Lien cramdown as used in Bankruptcy laws refer to the removal of a secured portion of a lien in cases where the present market value of the asset is not sufficient to secure the entire lien. Section 506 of the Bankruptcy Code acknowledges that a lien is only a secured claim to the extent there is value in the asset to which it attaches. When the lien exceeds the value of the asset, that portion of the lien exceeding asset value is unsecured.
Lien cramdown is commonly applied in automobile loans. For example, if a person has $25,000 remaining balance to be paid off in a car loan. The present value of the car is $15,000. Lien stripping may be applied during bankruptcy proceedings such that the secured portion of your car loan is reduced to $15,000 and the remaining $10,000 of the loan is stripped of its secured status, to unsecured.
Lien cramdown is a valuable tool available in both chapter 13 and chapter 11 bankruptcy. However it does not apply when filing chapter 7 bankruptcy [Nobelman v.

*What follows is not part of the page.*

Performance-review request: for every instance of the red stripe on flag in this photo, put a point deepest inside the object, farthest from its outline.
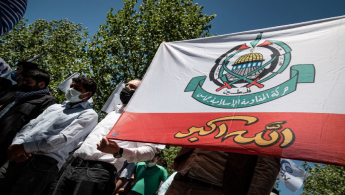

American Savs. Bank, 508 U.S. 324, 113 S.Ct. 2106 (1993)]. This is applicable to most of the liens except primary home mortgage provided all the requirements are met. Lien stripping is prevented only when the lien is secured “solely” by a personal residence. Court decisions have made it clear that when the debtor has given other collateral (in addition to the personal residence; e.g., office equipment) as security for the mortgage, lien stripping will be allowed. This is also termed as lien stripping.